È sfociata in un decreto d'accusa per omicidio colposo a carico di una 28enne eritrea, l'inchiesta sull'annegamento di un bambino di 10 anni nella piscina del California Acquapark di Balerna, avvenuto il 27 ottobre 2013.
Quel pomeriggio, ricordiamo, il bambino si era recato a Balerna con dei vicini di casa. Il bagnino gli aveva infilato i braccioli e lui si era tuffato nella vasca per adulti. Poi si era tolto i braccioli e si era spostato nella vasca per bambini. In seguito si era rituffato nella vasca grande, senza braccioli, dove fu vittima di un collasso che lo portò all'arresto cardiaco. Venne subito soccorso e trasportato prima all'Ospedale Beata Vergine di Mendrisio poi al Kinderspital di Lucerna, ma per lui non ci fu nulla da fare.

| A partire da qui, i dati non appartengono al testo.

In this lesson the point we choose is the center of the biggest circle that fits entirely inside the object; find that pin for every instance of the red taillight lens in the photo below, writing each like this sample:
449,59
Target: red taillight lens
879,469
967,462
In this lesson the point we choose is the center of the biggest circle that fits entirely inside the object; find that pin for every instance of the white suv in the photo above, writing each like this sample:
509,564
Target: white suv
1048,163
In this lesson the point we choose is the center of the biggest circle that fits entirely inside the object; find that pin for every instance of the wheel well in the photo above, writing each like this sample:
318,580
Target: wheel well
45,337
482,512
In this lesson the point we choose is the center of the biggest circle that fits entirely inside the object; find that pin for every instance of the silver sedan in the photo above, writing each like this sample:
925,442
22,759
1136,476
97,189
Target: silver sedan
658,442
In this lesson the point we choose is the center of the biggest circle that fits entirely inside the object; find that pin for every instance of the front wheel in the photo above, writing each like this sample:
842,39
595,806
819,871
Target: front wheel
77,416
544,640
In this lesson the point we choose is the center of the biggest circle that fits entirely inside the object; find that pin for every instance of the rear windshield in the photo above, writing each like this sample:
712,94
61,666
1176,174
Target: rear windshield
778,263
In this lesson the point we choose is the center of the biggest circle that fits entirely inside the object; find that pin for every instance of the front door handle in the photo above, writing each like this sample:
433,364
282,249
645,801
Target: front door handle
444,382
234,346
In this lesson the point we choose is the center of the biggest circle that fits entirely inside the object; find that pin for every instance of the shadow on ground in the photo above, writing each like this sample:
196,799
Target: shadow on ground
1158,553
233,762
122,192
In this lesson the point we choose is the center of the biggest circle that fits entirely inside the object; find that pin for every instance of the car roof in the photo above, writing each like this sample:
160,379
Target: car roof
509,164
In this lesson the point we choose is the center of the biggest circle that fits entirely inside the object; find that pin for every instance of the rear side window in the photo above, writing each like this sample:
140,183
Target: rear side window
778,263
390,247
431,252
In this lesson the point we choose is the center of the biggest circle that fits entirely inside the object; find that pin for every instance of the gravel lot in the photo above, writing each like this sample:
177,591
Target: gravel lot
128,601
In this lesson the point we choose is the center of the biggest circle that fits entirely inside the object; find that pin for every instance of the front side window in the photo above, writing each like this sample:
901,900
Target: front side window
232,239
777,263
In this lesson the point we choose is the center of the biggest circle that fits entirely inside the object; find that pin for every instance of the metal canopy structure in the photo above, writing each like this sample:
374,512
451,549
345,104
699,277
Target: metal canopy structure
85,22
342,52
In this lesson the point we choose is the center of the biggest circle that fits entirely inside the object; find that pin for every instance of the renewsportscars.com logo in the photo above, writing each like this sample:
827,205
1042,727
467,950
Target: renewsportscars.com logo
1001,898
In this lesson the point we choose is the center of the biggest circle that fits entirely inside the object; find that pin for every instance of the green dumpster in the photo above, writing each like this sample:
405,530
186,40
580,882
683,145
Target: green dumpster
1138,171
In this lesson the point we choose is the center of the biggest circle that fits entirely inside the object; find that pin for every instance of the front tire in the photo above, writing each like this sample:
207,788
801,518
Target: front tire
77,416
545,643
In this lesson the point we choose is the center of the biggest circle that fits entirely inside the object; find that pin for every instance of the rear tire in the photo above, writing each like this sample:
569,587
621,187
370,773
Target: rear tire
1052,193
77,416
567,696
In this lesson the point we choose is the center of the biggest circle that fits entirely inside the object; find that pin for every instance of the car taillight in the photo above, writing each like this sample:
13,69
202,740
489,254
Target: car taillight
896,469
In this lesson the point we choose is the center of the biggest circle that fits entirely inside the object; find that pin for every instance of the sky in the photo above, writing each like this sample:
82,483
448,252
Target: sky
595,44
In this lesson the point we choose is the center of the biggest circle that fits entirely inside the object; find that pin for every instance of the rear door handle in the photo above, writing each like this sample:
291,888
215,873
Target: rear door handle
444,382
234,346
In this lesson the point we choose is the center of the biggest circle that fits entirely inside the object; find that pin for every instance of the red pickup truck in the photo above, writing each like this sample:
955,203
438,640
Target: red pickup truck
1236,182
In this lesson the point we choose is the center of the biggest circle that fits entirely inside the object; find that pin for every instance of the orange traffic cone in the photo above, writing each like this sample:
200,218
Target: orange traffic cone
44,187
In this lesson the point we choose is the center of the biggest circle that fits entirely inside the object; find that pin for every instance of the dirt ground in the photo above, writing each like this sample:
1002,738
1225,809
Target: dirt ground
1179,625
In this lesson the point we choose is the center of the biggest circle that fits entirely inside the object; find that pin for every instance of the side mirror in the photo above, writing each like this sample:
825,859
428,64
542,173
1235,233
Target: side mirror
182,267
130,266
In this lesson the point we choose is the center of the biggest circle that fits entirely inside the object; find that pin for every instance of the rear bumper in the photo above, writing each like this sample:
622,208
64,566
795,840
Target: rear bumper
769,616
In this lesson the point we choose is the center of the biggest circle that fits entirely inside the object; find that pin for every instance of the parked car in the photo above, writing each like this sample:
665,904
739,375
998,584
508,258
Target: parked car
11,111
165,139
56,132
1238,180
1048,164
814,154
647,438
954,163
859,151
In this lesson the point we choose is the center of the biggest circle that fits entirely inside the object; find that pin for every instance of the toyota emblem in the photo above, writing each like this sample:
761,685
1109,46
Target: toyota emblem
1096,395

Secondo la Procura quella tragedia poteva essere evitata. Già nel settembre scorso il procuratore pubblico Andrea Gianini aveva prefigurato la promozione dell'accusa di omicidio colposo ad una donna eritrea, cui veniva rimproverata "una fatale disattenzione", chiedendo invece l'abbandono del procedimento penale nei confronti del bagnino e di un'altra cittadina africana che faceva parte della comitiva proveniente dal Locarnese.
Settimana scorsa, riferisce la RSI, l'inchiesta è sfociata in un decreto d'accusa per omicidio colposo a carico della donna eritrea che aveva ricevuto in custodia il bambino. Per lei la Procura propone una pena pecuniaria sospesa e una multa.